Mesenchymal stem cells (MSCs) are multipotent cells that can differentiate into three germ layer-lineages such as the mesodermal-lineage including osteoblasts, adipocytes, and chondrocytes [14]. MSCs also possess proliferative potential and therapeutic properties such as anti-inflammatory and immunomodulatory effects [15], [16]. Thus, these cells are a very useful source for cell-based therapies. Indeed, MSCs have been clinically applied for the treatment of various ailments such as graft-versus-host disease (GVHD) and cardiovascular, neurological, and autoimmune diseases [17]. Further, paracrine effects are thought to be responsible for the therapeutic effects of MSCs [18], which have been shown to suppress not only internal organ fibrosis such as visceral fibrosis, but also scaring and fibrosis on body surface tissues such as the skin, processes suggested to be mediated by EMT [19], [20], [21], [22], [23]. MSCs exist in various tissues. In particular, there are many reports of the effects of bone marrow-, adipose-, and umbilical cord-derived MSCs. Since Adipose tissue is easy to obtain, as compared to bone marrow, human adipose-derived MSCs (AdMSCs) are considered useful for practical applications of regenerative therapy [24].

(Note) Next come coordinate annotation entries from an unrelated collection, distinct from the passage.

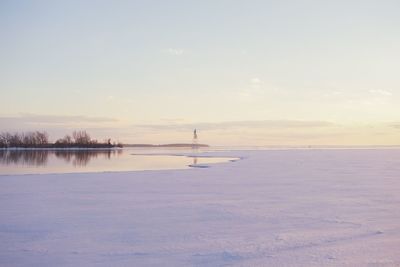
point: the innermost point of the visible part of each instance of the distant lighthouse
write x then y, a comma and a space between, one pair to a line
195, 139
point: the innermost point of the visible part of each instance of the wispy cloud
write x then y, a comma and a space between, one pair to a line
25, 120
380, 92
175, 51
264, 124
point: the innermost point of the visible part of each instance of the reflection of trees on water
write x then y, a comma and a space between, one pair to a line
27, 157
40, 157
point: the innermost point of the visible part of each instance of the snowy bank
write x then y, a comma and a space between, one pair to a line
273, 208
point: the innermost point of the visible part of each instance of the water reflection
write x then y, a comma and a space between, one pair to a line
41, 157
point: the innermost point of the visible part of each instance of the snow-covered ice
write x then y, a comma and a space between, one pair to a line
333, 207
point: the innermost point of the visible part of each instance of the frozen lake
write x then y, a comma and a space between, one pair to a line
74, 161
338, 207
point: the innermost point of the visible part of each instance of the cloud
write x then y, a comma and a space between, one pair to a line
31, 120
227, 125
175, 51
255, 81
380, 92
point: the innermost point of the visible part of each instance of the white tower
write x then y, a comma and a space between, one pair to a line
195, 139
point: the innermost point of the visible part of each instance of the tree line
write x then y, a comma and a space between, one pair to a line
37, 139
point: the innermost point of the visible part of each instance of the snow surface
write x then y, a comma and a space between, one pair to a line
272, 208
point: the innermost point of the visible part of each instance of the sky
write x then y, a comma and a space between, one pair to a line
241, 72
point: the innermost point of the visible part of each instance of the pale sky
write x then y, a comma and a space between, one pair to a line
242, 72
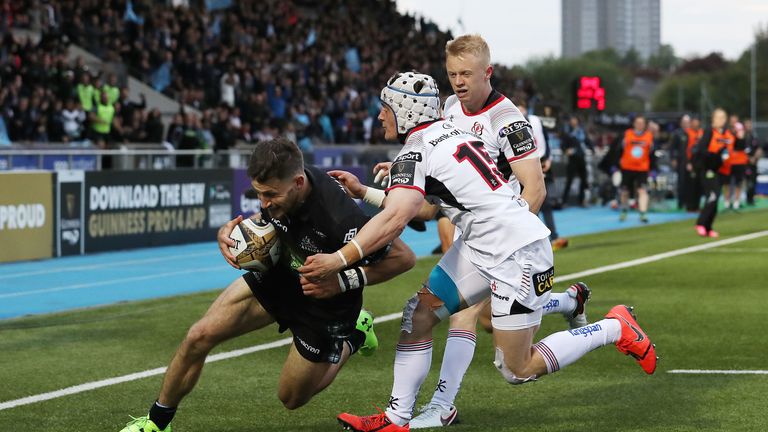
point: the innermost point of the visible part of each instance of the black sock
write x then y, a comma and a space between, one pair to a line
356, 340
162, 416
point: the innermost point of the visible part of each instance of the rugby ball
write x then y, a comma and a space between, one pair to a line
257, 247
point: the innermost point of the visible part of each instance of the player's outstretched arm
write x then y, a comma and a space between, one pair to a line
530, 175
225, 242
351, 183
402, 205
399, 259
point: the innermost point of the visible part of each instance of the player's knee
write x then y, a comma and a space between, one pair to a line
291, 400
516, 374
199, 338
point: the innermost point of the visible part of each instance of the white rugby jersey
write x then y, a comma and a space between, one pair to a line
507, 134
444, 162
538, 135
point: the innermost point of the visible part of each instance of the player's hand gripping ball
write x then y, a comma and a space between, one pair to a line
257, 247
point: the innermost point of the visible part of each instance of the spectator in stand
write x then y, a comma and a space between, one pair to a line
191, 139
73, 119
110, 87
129, 108
229, 84
175, 130
86, 92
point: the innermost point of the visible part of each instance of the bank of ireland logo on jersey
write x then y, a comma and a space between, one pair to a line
542, 282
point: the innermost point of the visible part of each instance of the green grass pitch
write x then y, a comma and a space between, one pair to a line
704, 310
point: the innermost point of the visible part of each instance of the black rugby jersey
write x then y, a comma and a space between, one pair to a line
326, 221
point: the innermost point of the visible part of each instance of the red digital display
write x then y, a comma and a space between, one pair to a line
588, 91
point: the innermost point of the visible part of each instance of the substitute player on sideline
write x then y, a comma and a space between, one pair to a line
312, 214
502, 244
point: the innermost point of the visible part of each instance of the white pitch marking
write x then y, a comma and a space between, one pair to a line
231, 354
93, 385
718, 372
661, 256
739, 250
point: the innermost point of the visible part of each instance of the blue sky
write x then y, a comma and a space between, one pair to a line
520, 29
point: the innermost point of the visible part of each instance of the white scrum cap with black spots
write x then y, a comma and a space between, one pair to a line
413, 97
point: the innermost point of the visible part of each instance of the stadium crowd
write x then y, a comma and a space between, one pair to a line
308, 70
253, 71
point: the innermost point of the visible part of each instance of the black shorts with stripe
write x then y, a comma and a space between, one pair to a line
319, 327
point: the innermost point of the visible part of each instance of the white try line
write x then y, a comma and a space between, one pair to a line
282, 342
93, 385
718, 372
661, 256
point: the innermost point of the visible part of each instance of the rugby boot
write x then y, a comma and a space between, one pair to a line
365, 325
374, 423
433, 415
633, 340
143, 424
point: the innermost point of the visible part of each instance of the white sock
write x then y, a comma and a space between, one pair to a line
563, 348
459, 350
560, 303
412, 362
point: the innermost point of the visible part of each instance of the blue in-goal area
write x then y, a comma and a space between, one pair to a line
37, 287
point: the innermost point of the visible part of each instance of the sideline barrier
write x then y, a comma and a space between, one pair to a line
129, 209
26, 216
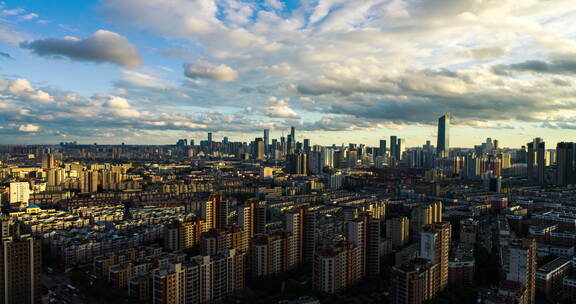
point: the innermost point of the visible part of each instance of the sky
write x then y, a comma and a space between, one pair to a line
154, 71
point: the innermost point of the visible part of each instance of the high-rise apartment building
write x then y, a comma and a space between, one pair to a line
180, 235
21, 266
398, 231
536, 156
521, 266
48, 161
252, 218
443, 145
413, 282
273, 254
203, 280
301, 222
297, 163
336, 267
425, 215
364, 232
20, 193
435, 247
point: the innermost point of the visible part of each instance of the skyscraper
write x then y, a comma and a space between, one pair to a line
266, 141
259, 149
393, 143
382, 150
566, 158
443, 145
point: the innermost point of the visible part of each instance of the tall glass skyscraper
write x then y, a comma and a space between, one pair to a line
443, 146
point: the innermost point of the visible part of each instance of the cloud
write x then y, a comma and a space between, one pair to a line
120, 107
102, 46
133, 79
203, 70
29, 16
19, 86
29, 128
6, 55
279, 109
22, 89
538, 66
174, 52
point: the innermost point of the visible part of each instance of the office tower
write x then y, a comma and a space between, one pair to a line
566, 159
351, 158
443, 145
306, 145
252, 218
382, 149
259, 149
521, 266
297, 163
435, 247
336, 267
393, 149
290, 145
472, 166
398, 231
266, 141
183, 235
541, 162
21, 265
20, 193
530, 161
210, 144
413, 282
400, 149
48, 161
315, 162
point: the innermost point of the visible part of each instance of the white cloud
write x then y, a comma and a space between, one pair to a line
279, 109
102, 46
29, 128
120, 107
221, 73
19, 86
140, 80
39, 96
29, 16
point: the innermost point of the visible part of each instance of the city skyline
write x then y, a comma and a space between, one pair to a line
118, 75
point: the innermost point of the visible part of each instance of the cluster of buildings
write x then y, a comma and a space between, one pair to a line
191, 223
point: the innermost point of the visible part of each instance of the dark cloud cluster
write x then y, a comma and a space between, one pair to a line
102, 46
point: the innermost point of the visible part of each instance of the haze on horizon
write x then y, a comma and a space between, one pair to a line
153, 71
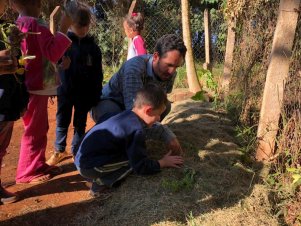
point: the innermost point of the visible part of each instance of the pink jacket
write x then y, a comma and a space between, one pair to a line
46, 47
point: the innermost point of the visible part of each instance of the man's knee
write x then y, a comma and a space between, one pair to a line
104, 107
167, 110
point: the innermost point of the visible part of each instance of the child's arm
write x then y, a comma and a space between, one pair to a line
139, 46
170, 160
51, 46
7, 64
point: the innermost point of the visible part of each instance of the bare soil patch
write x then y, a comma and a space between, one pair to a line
213, 188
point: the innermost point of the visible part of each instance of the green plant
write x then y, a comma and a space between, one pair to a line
199, 96
185, 183
296, 176
233, 105
247, 138
191, 221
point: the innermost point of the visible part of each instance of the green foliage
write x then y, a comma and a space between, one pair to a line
247, 138
199, 96
191, 221
185, 183
233, 106
181, 79
296, 176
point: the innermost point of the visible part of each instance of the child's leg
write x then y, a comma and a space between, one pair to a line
79, 123
34, 140
63, 119
105, 177
6, 129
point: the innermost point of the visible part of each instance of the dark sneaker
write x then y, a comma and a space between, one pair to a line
7, 197
100, 191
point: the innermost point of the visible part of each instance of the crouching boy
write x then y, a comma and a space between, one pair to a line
111, 150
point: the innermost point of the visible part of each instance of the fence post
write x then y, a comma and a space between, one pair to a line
192, 78
207, 64
229, 55
52, 19
276, 75
131, 9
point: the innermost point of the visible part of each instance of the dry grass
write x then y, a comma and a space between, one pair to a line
223, 191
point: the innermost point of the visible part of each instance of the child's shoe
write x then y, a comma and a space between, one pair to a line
100, 191
7, 197
56, 158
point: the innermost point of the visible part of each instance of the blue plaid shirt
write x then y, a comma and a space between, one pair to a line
132, 75
124, 85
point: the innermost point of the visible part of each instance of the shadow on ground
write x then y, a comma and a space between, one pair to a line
219, 180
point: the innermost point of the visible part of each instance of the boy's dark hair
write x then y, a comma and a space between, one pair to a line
150, 94
79, 12
168, 43
25, 2
135, 21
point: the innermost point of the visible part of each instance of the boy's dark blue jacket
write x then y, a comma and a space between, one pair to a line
120, 138
13, 95
82, 81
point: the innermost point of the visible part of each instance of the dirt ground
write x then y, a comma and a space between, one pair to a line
213, 188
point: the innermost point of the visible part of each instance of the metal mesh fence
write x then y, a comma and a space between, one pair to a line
113, 43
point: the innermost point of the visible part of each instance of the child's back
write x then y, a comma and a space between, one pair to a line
116, 147
81, 82
47, 49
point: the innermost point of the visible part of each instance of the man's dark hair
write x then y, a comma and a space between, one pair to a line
151, 94
168, 43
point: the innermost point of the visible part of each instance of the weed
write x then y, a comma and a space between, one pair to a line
186, 183
247, 138
199, 96
191, 221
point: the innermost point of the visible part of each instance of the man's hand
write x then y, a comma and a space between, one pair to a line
7, 64
175, 147
170, 160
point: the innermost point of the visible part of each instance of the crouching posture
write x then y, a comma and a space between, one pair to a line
111, 150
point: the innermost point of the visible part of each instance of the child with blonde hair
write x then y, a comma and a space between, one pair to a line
47, 49
133, 25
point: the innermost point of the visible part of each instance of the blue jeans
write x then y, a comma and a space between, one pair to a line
108, 174
63, 120
108, 106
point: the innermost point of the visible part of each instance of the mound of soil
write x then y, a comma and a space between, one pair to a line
213, 187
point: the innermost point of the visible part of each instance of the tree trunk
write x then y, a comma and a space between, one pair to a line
207, 64
276, 76
193, 82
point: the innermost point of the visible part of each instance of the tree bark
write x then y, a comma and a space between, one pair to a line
193, 82
276, 76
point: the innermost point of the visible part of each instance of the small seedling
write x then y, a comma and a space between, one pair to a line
185, 183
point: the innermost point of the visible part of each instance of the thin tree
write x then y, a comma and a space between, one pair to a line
193, 82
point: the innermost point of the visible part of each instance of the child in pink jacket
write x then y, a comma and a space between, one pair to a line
133, 25
47, 49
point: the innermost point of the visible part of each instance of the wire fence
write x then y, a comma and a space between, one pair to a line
111, 36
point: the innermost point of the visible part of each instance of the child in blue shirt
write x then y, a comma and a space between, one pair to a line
114, 148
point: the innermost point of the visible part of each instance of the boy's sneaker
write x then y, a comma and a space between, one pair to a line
101, 192
56, 158
7, 197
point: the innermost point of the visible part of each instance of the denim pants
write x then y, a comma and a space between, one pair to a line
108, 106
108, 174
63, 120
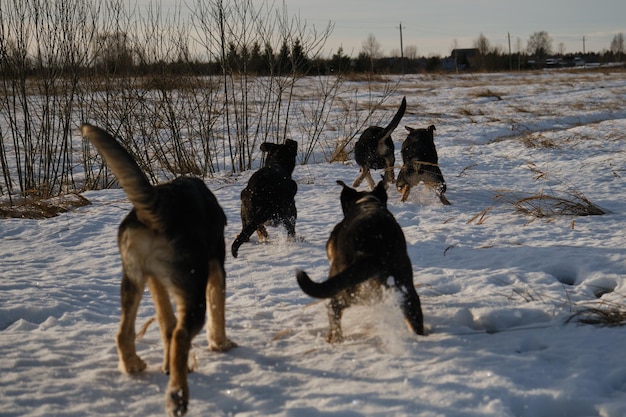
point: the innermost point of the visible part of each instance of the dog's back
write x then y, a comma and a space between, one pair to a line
420, 163
269, 196
375, 149
420, 146
173, 241
365, 249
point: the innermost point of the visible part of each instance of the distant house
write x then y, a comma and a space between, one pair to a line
461, 59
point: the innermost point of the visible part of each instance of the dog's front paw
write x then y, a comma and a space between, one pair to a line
334, 337
176, 402
222, 346
132, 365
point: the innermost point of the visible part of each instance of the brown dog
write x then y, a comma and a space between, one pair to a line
172, 240
420, 163
366, 250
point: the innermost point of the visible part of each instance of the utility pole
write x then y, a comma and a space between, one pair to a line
401, 50
510, 55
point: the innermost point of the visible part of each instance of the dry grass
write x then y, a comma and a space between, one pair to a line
34, 208
614, 316
542, 205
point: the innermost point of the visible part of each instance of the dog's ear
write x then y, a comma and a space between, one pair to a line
348, 197
380, 192
292, 145
268, 146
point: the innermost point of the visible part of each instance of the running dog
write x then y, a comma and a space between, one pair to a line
269, 197
366, 250
420, 163
375, 150
173, 241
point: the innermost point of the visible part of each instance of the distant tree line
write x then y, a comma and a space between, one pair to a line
182, 89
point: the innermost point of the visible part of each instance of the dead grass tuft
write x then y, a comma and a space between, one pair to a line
542, 205
613, 316
33, 208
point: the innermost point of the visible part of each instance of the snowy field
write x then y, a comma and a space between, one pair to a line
500, 289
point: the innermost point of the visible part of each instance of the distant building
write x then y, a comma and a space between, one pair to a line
461, 59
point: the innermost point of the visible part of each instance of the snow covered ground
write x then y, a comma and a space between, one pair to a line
498, 287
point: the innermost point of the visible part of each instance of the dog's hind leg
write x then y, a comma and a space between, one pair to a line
165, 315
335, 311
191, 313
364, 171
412, 309
262, 233
131, 294
370, 180
216, 300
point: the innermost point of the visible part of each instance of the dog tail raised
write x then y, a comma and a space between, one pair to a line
355, 274
135, 184
396, 119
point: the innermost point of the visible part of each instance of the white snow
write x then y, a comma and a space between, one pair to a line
497, 286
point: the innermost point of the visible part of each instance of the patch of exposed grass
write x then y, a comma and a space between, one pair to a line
613, 316
33, 208
543, 205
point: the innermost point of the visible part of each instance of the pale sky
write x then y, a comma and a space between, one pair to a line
436, 26
433, 25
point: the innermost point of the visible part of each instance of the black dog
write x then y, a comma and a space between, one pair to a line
173, 240
420, 163
365, 249
269, 196
375, 150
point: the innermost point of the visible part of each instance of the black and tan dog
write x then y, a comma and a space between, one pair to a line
172, 240
269, 197
375, 150
420, 163
366, 250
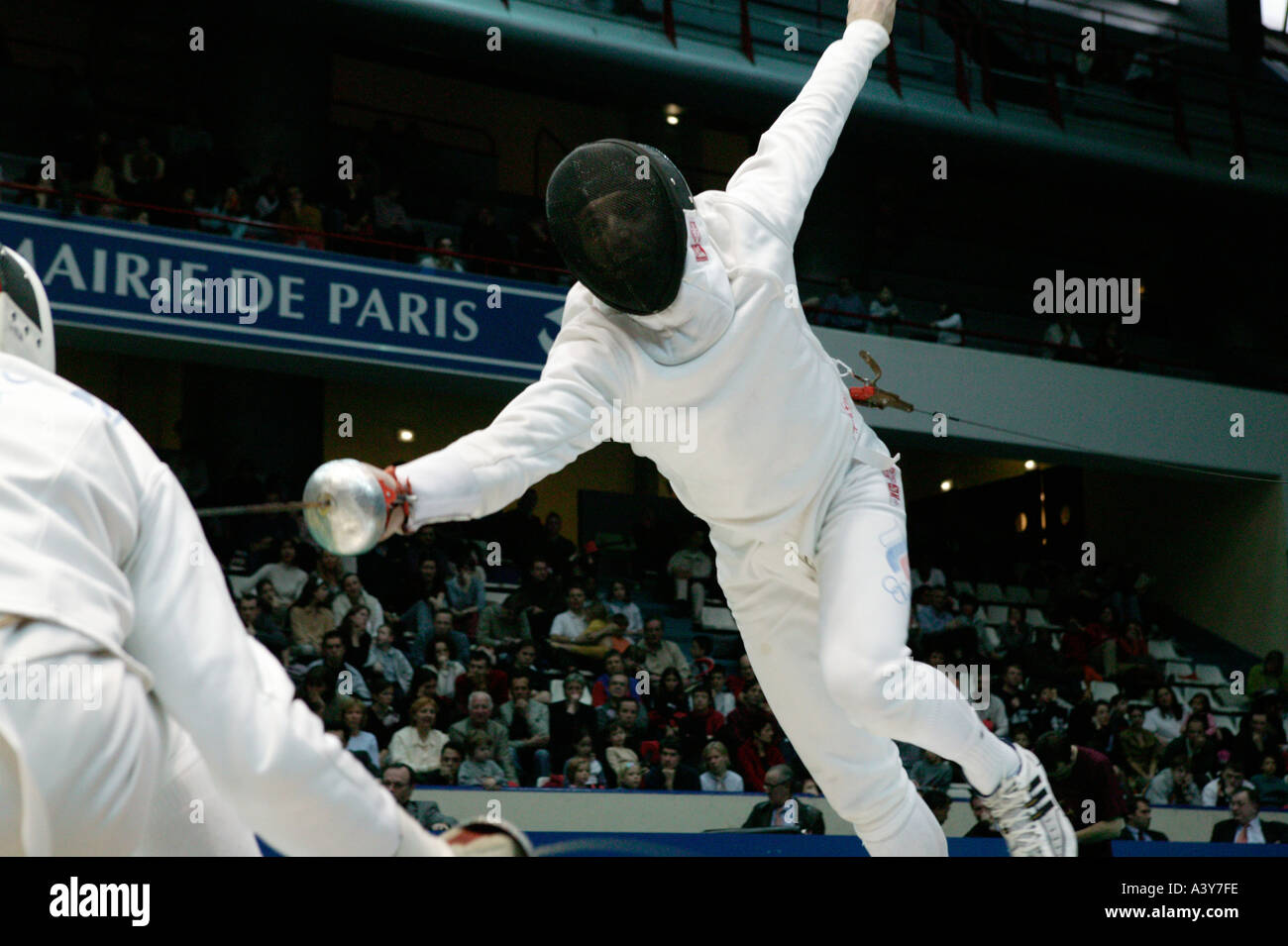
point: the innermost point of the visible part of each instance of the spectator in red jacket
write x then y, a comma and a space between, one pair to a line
759, 756
699, 726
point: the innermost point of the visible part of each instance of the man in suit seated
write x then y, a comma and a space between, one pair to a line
1247, 826
782, 809
1137, 822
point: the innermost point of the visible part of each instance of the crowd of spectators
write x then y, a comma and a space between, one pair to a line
370, 213
187, 184
566, 681
881, 314
1138, 747
581, 679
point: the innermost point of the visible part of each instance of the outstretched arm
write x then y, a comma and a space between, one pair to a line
539, 433
781, 176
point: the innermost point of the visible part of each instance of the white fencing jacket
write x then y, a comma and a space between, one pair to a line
98, 537
772, 421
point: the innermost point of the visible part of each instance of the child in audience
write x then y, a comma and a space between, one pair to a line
481, 769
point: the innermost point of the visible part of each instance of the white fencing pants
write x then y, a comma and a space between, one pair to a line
77, 779
107, 774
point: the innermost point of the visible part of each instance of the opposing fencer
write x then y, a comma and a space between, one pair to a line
687, 304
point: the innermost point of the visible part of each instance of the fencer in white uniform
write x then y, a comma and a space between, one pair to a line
804, 501
106, 578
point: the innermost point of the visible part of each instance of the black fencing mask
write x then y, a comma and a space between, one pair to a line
616, 213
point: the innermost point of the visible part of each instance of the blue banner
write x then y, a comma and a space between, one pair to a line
103, 274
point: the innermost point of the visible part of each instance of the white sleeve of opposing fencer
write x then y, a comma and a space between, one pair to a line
288, 782
539, 433
780, 177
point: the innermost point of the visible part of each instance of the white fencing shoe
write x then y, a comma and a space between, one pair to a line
1028, 813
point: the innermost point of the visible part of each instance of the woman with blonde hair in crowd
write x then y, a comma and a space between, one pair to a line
716, 775
353, 721
357, 639
419, 745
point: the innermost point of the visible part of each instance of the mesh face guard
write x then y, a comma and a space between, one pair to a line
26, 323
616, 213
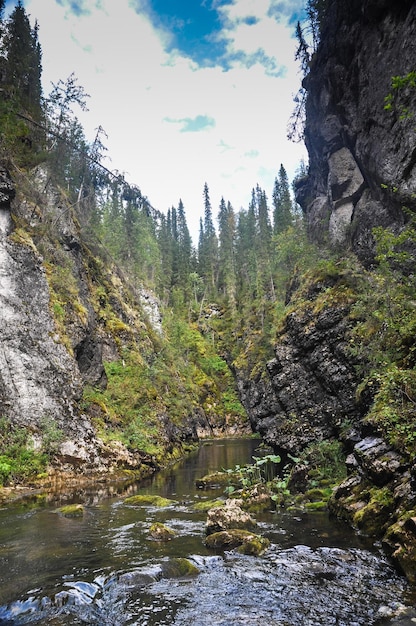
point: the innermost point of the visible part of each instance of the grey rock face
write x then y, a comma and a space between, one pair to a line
311, 382
38, 379
362, 156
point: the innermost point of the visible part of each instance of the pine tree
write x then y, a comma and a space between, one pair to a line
23, 61
208, 246
282, 203
226, 254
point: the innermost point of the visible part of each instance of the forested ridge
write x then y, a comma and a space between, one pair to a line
261, 283
219, 297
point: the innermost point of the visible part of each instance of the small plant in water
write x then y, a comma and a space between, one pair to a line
262, 471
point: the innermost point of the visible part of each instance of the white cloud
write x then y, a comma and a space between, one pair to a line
135, 87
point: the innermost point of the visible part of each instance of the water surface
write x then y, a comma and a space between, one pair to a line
104, 569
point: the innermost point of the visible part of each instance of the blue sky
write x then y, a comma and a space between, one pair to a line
187, 91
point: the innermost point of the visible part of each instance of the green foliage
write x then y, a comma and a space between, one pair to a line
383, 337
261, 472
397, 100
18, 460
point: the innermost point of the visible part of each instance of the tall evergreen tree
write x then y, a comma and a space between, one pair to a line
23, 61
208, 245
282, 203
226, 254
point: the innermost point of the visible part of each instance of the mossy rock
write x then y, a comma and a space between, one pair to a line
316, 494
179, 568
206, 505
160, 532
216, 480
244, 541
400, 543
146, 500
372, 518
71, 510
316, 506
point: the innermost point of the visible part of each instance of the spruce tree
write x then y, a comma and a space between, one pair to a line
282, 203
208, 246
226, 254
23, 61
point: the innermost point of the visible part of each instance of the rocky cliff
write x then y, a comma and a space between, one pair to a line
361, 137
66, 309
360, 130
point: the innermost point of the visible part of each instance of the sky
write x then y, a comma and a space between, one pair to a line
187, 91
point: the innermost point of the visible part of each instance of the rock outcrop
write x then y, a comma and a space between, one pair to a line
362, 152
54, 338
361, 137
308, 390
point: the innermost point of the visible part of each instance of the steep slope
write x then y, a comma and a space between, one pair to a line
361, 146
361, 137
86, 372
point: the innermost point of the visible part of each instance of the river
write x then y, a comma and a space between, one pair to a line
103, 569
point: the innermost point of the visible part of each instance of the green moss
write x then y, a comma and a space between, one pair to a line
243, 540
71, 510
206, 505
217, 479
160, 532
145, 500
316, 505
179, 568
372, 517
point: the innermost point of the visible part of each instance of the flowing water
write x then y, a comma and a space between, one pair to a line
103, 569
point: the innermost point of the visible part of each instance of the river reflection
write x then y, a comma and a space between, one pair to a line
103, 569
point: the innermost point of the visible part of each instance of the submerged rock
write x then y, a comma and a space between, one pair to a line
179, 568
160, 532
147, 499
231, 515
71, 510
243, 540
216, 480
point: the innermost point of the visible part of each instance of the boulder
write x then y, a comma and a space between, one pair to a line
244, 541
230, 515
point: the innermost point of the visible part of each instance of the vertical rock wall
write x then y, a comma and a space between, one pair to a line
362, 155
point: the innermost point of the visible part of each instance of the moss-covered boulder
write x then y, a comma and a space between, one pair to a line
149, 500
179, 568
160, 532
400, 542
243, 541
217, 480
373, 516
205, 505
71, 510
230, 515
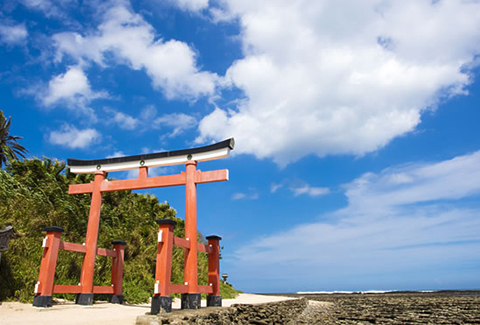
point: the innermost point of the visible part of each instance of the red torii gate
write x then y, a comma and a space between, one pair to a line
190, 178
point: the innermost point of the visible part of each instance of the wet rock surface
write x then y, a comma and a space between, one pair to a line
277, 313
397, 308
314, 309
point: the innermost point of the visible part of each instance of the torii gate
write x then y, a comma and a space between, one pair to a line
190, 178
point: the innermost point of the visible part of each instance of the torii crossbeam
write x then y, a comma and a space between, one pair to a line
190, 178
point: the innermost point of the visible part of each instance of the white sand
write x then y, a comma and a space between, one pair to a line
101, 313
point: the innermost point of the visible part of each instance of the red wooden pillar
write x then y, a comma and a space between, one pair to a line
163, 268
44, 286
192, 299
88, 267
214, 299
117, 272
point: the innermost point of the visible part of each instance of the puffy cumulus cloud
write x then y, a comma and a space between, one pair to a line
127, 37
71, 88
424, 223
253, 195
69, 136
124, 121
327, 78
13, 34
419, 183
179, 122
309, 190
49, 8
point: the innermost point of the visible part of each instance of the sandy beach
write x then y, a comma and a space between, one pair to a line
101, 313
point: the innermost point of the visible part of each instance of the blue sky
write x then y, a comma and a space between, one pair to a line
357, 155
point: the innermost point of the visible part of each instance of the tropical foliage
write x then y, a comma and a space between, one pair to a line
10, 149
34, 195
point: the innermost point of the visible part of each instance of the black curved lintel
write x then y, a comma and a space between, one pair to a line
166, 222
229, 143
54, 228
213, 237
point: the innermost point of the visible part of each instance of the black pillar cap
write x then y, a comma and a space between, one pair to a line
161, 303
214, 301
42, 301
190, 300
166, 222
53, 228
85, 299
116, 299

Accordingly, the aim of this study was to examine the effects of the AdMSC secretome on EMT in the ocular surface by utilizing primary human corneal epithelial cells (CECs). This is the first report describing these effects.
2. Methods
2.1. Cell culture
Primary cultures of human CECs were established as previously described [25]. CECs were maintained with CnT-PR (CELLnTEC, Bern, Switzerland) with or without 20 ng/mL of recombinant human keratinocyte growth factor (KGF; Wako Pure Chemical Industries, Osaka, Japan) and 10 μM Y-27632 (Wako) for monolayer culture and DMEM:F12 (Life Technologies, Chesterfield, MO, USA) supplemented with 2% B-27 supplement, 20 ng/mL KGF, and 10 μM Y-27632 to reconstruct CEC sheets [26]. Recombinant human TGF-β1 used for induction of EMT into CECs was obtained from Peprotech (Rocky Hill, NJ, USA). Human AdMSCs were acquired from PromoCell (Heidelberg, Germany) and maintained with MSCGM-CD (Lonza) or Mesenchymal Stem Cell Growth Medium DXF (PromoCell). For the preparation of AdMSC-conditioned medium (CM), AdMSCs were cultured to 70–80% confluence in a T-75 flask. Subsequently, medium was changed to fresh medium. After 24–72 h of culture, the supernatant was collected, centrifuged at 300×g, and stored at −80 °C prior to use.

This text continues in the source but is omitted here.